Иван Петрович сразу провалился в пропасть и приютился где-то на самом её дне. Правда сквозь сковавший его сон он слышал какие-то звуки - то ли кто-то чего-то кричал, то ли хлопала дверь, то ли топали соседи этажом выше... Но тёмно-серая бездна поглотила всё это - никаких раздражителей! Ни снов, ни сиреневого!

*    *    *

То ли стало рассветать, то ли смеркаться, но отчего-то вдруг засиреневело! И поскольку такого безобразия давно не отмечалось, Иван Петрович, естественно, возмутился и проснулся, тем более что в этот момент его, оказывается, изо всех сил тряс за плечо Анальгин.
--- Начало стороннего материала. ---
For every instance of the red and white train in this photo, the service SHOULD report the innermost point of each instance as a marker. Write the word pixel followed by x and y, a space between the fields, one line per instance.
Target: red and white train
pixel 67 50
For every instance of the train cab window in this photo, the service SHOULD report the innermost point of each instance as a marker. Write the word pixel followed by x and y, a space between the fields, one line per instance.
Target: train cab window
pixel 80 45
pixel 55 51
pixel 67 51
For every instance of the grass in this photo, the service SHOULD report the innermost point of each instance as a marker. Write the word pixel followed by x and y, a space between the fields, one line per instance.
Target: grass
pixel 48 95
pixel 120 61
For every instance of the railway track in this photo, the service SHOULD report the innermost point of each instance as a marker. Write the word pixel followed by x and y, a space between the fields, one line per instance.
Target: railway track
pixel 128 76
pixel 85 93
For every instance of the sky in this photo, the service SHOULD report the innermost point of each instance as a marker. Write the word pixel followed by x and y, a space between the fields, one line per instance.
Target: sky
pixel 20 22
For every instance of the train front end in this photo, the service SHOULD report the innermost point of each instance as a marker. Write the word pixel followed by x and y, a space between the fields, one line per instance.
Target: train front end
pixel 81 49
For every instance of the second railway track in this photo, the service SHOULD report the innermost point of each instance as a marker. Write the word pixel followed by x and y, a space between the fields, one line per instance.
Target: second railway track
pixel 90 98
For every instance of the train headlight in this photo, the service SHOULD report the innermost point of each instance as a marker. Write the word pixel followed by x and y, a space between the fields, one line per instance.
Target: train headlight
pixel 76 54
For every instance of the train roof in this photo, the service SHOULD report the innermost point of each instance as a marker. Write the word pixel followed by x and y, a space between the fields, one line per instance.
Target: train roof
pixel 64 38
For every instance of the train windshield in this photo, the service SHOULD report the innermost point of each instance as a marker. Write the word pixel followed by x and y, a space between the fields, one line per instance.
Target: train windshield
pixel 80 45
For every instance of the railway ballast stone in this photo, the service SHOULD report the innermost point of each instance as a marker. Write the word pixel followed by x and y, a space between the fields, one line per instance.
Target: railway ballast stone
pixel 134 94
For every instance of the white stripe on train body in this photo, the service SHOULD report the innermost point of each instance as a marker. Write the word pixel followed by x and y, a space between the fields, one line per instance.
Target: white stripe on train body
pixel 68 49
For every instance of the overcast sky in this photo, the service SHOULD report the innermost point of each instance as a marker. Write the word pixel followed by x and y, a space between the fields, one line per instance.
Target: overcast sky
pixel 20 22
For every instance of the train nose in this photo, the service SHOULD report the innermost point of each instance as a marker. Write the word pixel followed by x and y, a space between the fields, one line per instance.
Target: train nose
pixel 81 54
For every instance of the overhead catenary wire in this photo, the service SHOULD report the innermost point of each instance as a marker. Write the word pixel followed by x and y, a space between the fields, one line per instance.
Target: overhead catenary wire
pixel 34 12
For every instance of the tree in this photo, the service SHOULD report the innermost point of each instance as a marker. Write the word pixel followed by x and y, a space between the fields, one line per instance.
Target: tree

- «Чёрт! - выругался про себя ветеран бездн и гроза пропастей. - Неужели я теперь всю жизнь буду мучиться от этого сиреневого наваждения?» - а вслух спросил: - Кузьмич, сколько там уже натикало?
- К тебе пришли! - коротко бросил Анальгин и Иван Петрович краем глаза увидел толпившихся в дверях палаты людей. Это была делегация с работы: один работяга из цеха, один ИТР от профкома и один начинающий слесарь от комсомола. Возглавляла группу «главный бюстгальтер»...
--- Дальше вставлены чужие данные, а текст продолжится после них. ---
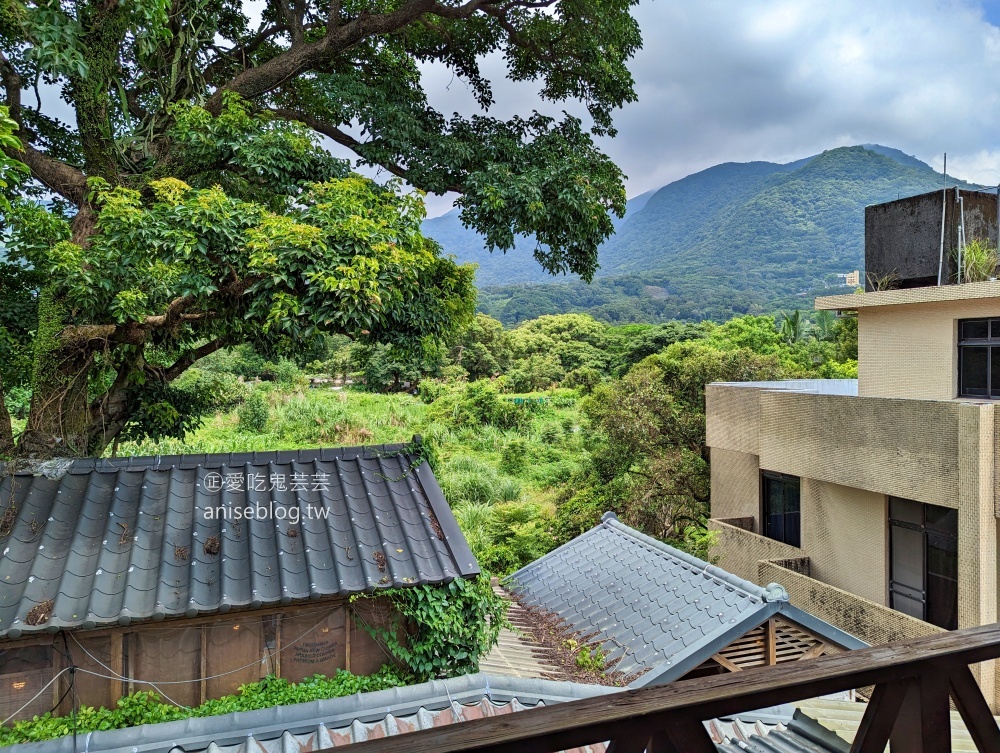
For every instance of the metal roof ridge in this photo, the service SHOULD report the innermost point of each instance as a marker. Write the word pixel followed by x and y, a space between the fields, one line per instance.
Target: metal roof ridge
pixel 193 459
pixel 272 723
pixel 610 520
Так на заводе, естественно за глаза, называли главного бухгалтера. Её бюстгальтер действительно был самым главным наверное не только на их предприятии. Второго такого и во всей стране Советов найти, скорее всего, не представлялось возможным. Он вызывал не просто уважение, а какое-то чувство почтения и сострадания, ибо трудился бедняга в жутких условиях - просто невозможно себе представить, сколько всего ему приходилось в себя вмещать и сдерживать! И, выбиваясь из последних сил, он старался не вывалить всё это наружу. А посему и надежды на него возлагались поистине исторические - не выдержи он и всё, катастрофа получилась бы неминуемой! Второй гибели Помпеи в сочетании с Пирл-Харбором и Хиросимой мир бы не пережил!
Конечно, угроза выхода ситуации из-под контроля имелась постоянно, и единственное, что гарантировало народам мир и относительно спокойное существование - это скромный герой, тот самый пресловутый главный бюстгальтер, который в иные, особо трудные моменты, от натуги даже поскрипывал, как совсем новые хромовые сапоги.
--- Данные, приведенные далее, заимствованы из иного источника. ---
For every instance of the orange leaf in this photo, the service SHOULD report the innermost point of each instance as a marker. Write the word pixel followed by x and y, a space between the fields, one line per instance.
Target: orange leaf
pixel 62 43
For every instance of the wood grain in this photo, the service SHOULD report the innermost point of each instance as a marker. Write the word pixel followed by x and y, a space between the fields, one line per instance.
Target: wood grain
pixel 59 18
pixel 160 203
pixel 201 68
«Главный бюстгальтер» имела ещё и вторую подпольную кличку - «узаконенный вор». Правда, это относилось не лично к ней. По мнению Ивана Петровича, подобное прозвище подходило ко всем главным бухгалтерам вообще, ибо воруют они точно также как и все вокруг, с той лишь разницей, что руководствуются законами.
Главного бухгалтера Иван Петрович недолюбливал - она постоянно обманывала: то с зарплатой, то с подоходным, то ни с того, ни с сего распорядилась брать с него налог за бездетность. Это когда младшая дочь пошла во второй класс!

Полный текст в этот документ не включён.